# Problem Session 2
## Intro to Supervised Learning & Simple Linear Regression

The problems in this notebook will cover the content covered in our introductory `Supervised Learning` and `Regression` lectures including:
- `A Supervised Learning Framework`,
- `Data Splits for Predictive Modeling` and
- `Simple Linear Regression`.

They also serve as a good lead-in to `A First Predictive Modeling Project`.

##### 1. Introducing `carseats.csv`

In this notebook you will work with a data set provided by <a href="https://www.statlearning.com/">An Introduction to Statistical Learning</a>. These data provide the sales (in thousands) of child car seats at fictional retailers along with various features that may or may not be related to those sales figures. You can find descriptions of each variable in this data set here, <a href="https://rdrr.io/cran/ISLR/man/Carseats.html">https://rdrr.io/cran/ISLR/man/Carseats.html</a>.

##### a. Load the data

The file `carseats.csv` is stored in the `Data` folder. Load the data in using `pandas`.

In [None]:
## Import anything you need here




In [None]:
## Load the data here




In [None]:
## Code here




##### b. What is it?

What kind of supervised learning problem could be solved with this data set, regression or classification?

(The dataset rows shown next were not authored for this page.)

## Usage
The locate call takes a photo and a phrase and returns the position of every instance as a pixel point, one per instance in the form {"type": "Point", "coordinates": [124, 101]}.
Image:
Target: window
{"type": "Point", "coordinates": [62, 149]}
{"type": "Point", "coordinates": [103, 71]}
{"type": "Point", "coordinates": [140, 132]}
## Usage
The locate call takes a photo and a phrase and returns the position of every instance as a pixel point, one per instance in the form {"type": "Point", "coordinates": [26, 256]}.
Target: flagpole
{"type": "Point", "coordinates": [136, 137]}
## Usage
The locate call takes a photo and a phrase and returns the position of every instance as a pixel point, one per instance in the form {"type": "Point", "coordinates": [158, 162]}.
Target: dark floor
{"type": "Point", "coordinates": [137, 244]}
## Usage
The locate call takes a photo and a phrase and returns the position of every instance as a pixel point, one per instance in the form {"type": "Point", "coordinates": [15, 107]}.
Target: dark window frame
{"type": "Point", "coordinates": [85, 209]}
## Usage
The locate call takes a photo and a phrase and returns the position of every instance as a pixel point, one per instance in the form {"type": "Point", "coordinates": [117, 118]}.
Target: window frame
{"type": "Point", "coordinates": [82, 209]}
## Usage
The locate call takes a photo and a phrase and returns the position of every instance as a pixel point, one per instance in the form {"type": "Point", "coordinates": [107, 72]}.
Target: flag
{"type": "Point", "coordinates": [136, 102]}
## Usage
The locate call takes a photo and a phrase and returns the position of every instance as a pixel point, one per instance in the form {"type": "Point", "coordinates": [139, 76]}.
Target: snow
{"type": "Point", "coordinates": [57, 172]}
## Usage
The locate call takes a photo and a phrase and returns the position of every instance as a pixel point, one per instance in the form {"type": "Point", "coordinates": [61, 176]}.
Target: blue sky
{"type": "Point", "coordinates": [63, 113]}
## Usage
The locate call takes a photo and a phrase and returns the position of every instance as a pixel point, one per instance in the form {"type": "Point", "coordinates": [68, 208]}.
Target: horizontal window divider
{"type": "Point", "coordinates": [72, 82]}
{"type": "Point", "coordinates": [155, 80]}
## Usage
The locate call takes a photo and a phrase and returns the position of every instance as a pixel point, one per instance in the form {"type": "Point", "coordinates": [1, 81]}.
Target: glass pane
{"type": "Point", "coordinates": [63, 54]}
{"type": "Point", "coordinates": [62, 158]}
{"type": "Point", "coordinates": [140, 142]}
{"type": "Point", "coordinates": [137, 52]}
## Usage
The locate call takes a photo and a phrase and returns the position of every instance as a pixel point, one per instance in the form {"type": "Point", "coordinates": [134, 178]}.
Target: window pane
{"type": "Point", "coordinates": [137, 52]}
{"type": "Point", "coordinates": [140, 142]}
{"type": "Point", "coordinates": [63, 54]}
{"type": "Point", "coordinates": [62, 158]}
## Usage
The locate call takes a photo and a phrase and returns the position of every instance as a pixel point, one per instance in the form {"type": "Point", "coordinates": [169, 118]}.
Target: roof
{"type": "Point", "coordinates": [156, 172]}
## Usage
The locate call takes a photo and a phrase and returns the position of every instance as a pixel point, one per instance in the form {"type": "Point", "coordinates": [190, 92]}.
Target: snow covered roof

##### Write your answer here




##### c. Use cases

Describe specific example(s) of how these data could be used for:
1. Making predictions and
2. Making inferences.

##### Write your answer here



##### d. Data set size

How many observations are in this data set?

In [None]:
## code here




#### Predictive Model

You have been tasked by the Carseats Corporation to build a predictive model using these data. Specifically, corporate wants a model that predicts carseat `Sales`.

In this notebook we will restrict ourselves to a single feature model, but more on that soon.

##### 2. Train test split

The first step in predictive modeling is performing a train test split. Perform a train test split on these data, setting aside $20\%$ of the data as a test set. Choose a `random_state` so your results are reproducible.

In [None]:
## import train_test_split



In [None]:
## Make the split



##### 3. Exploratory data analysis (EDA)

After a train test split it is typical that you will explore your data set a bit. This step is sometimes called <i>exploratory data analysis</i> or <i>EDA</i> for short. Here you will work through a guided EDA.

##### a. Scatter Plots

For this first modeling notebook we will stick to models that use a single quantitative/continuous feature to predict `Sales`, this means we are most interested in any predictive relationship that may exist between `Sales` and the following columns:
- `CompPrice`,
- `Income`,
- `Advertising`,
- `Population`,
- `Price`,
- `Age` and
- `Education`.

Make scatter plots with `Sales` on the vertical axis and these other columns on the horizontal axis.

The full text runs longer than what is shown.